The concept is certainly compelling. Having a machine capable of reacting to real-world visual, auditory or other type of data and then responding, in an intelligent way, has been the stuff of science fiction until very recently.
We are now on the verge of this new reality with little general understanding of what it is that artificial intelligence, convolutional neural networks, and deep learning can (and can’t) do, nor what it takes to make them work.
At the simplest level, much of the current efforts around deep learning involve very rapid recognition and classification of objects—whether visual, audible, or some other form of digital data. Using cameras, microphones and other types of sensors, data is input into a system that contains a multi-level set of filters that provide increasingly detailed levels of differentiation. Think of it like the animal or plant classification charts from your grammar school days: Kingdom, Phylum, Class, Order, Family, Genus, Species.
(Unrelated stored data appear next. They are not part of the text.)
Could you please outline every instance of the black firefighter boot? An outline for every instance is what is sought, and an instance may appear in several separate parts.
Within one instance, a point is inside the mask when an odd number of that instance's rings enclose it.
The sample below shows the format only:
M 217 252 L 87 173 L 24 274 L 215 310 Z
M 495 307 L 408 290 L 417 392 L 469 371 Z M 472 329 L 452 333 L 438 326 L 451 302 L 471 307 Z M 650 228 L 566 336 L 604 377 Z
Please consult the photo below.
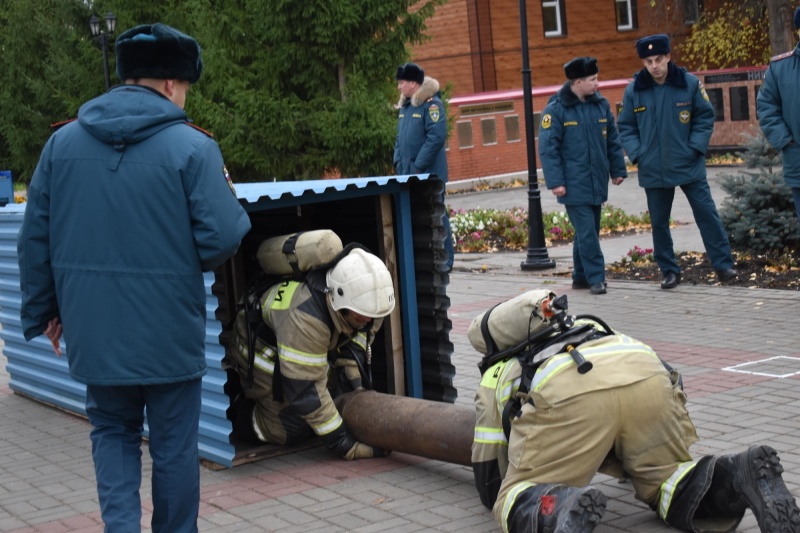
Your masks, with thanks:
M 783 466 L 769 446 L 717 458 L 709 493 L 724 491 L 728 508 L 748 507 L 761 533 L 800 532 L 800 509 L 783 482 Z
M 235 435 L 242 444 L 248 446 L 264 444 L 261 442 L 261 439 L 258 438 L 256 430 L 253 428 L 253 411 L 255 408 L 255 400 L 246 398 L 244 393 L 240 393 L 231 404 L 230 418 L 233 422 L 233 435 Z
M 749 508 L 761 533 L 800 532 L 800 510 L 782 472 L 769 446 L 736 455 L 708 455 L 678 482 L 662 518 L 683 531 L 730 533 Z
M 535 485 L 517 495 L 508 515 L 511 533 L 591 533 L 606 512 L 594 487 Z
The trick with machines is to get them to learn the characteristics or properties of these different classification levels and then be able use that learning to accurately classify a new object they haven’t been previously exposed to. That’s the gist of the “artificial intelligence” that gets used to describe these efforts. In other words, while computers have been able to identify things they’ve seen before, learning to recognize a new image is not just a dog, but a long-haired miniature dachshund after they’ve “seen” enough pictures of dogs is a critical capability. Actually, what’s really important—and really new—is the ability to do this extremely rapidly and accurately.
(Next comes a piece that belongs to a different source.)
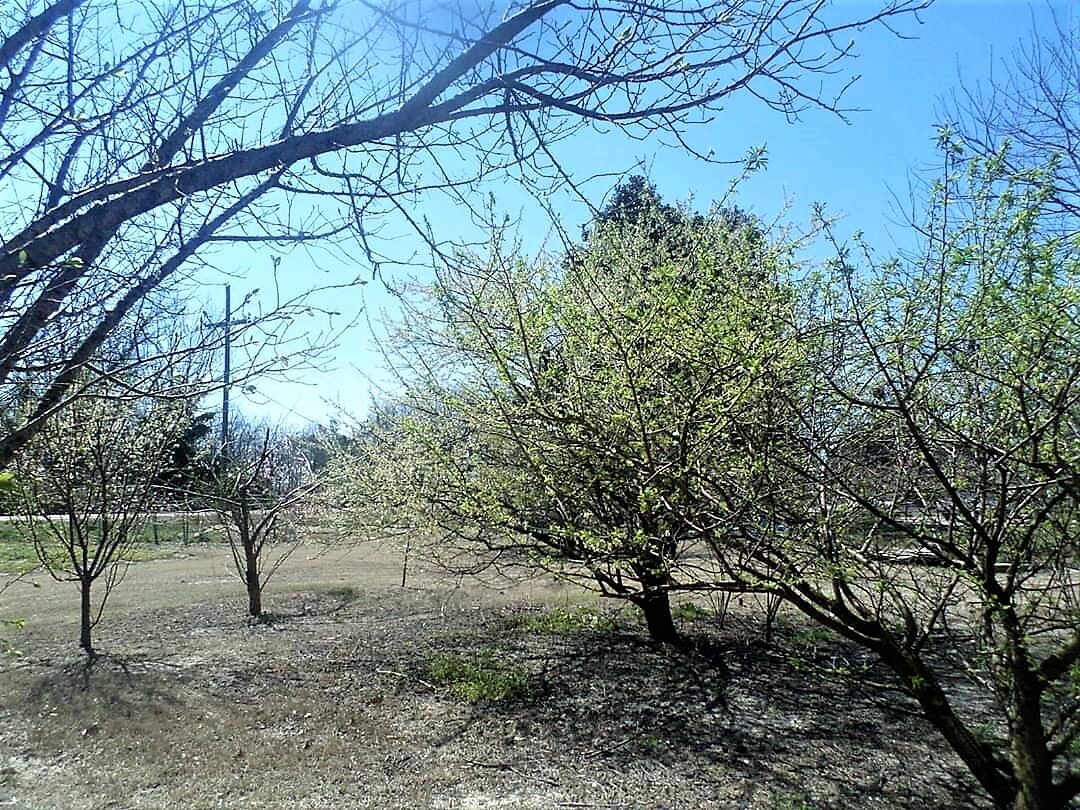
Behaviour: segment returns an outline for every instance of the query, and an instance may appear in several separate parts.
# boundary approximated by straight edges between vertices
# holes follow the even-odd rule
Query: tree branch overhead
[[[546,0],[500,19],[419,0],[62,0],[27,12],[0,24],[4,381],[42,365],[50,330],[81,335],[85,356],[132,291],[209,261],[213,238],[171,261],[207,223],[271,245],[322,231],[377,261],[371,223],[400,217],[420,189],[467,206],[496,178],[550,193],[569,176],[558,142],[582,127],[682,139],[742,90],[792,116],[842,112],[845,83],[829,93],[815,77],[848,55],[837,37],[928,4]],[[279,181],[262,186],[267,173]],[[310,195],[325,227],[294,222]],[[0,439],[0,462],[24,433]]]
Like most computer-related problems, the work to enable this has to be broken down into a number of individual steps. In fact, the word “convolution” refers to a complex process that folds back on itself. It also describes a mathematical formula in which results from one level are fed forward to the next level in order to improve the accuracy of the process. The phrase “neural network” stems from early efforts to create a computing system that emulated the human brain’s individual neurons working together to solve a problem. While most computer scientists now seem to discount the comparison to the functioning of a real human brain, the idea of a number of very simple elements connected together in a network and working together to solve a complex problem has stuck, hence convolutional neural networks (CNNs).
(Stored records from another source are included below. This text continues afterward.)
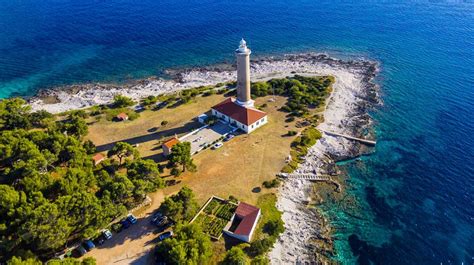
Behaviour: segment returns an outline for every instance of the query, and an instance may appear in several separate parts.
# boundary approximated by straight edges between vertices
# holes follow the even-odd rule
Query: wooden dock
[[[344,138],[346,138],[346,139],[353,140],[353,141],[358,141],[358,142],[363,143],[363,144],[366,144],[366,145],[374,146],[374,145],[377,143],[376,141],[373,141],[373,140],[367,140],[367,139],[363,139],[363,138],[357,138],[357,137],[350,136],[350,135],[345,135],[345,134],[342,134],[342,133],[331,132],[331,131],[326,131],[326,130],[321,130],[321,129],[320,129],[320,131],[324,132],[324,133],[327,134],[327,135],[344,137]]]

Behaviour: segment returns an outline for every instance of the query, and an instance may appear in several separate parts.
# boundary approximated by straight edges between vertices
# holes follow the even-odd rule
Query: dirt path
[[[98,246],[85,257],[94,257],[97,264],[153,264],[150,255],[157,233],[150,219],[154,210],[158,209],[165,196],[162,190],[150,194],[152,204],[137,215],[138,222],[130,228],[114,234],[111,240]]]

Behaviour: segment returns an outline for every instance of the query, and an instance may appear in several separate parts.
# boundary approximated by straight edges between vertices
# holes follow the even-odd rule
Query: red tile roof
[[[121,112],[117,115],[117,119],[121,119],[121,120],[128,119],[128,115],[125,112]]]
[[[173,147],[175,144],[178,144],[179,143],[179,140],[178,138],[176,137],[173,137],[173,138],[170,138],[168,140],[166,140],[163,145],[165,145],[166,147],[168,147],[169,149],[171,149],[171,147]]]
[[[244,202],[239,203],[237,210],[235,210],[235,215],[237,215],[238,218],[241,218],[242,221],[240,221],[235,229],[234,234],[250,236],[252,227],[255,222],[257,222],[259,212],[260,209],[253,205]]]
[[[101,153],[97,153],[92,157],[95,163],[99,163],[100,161],[104,160],[105,156]]]
[[[233,98],[228,98],[212,107],[212,109],[247,126],[267,116],[267,114],[263,111],[254,108],[243,107],[234,101],[235,100]]]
Deep learning refers to the number, or depth, of filtering and classification levels used to recognize an object. While there seems to be debate about how many levels are necessary to justify the phrase “deep learning,” many people seem to suggest 10 or more. (Although Microsoft’s research work on visual recognition went to 127 levels!)
A key point to understanding deep learning is there are two critical but separate steps involved in the process. The first involves doing extensive analysis of enormous data sets and automatically generating “rules” or algorithms that can accurately describe the various characteristics of different objects. The second involves using those rules to identify the objects or situations based on real-time data, a process known as inferencing.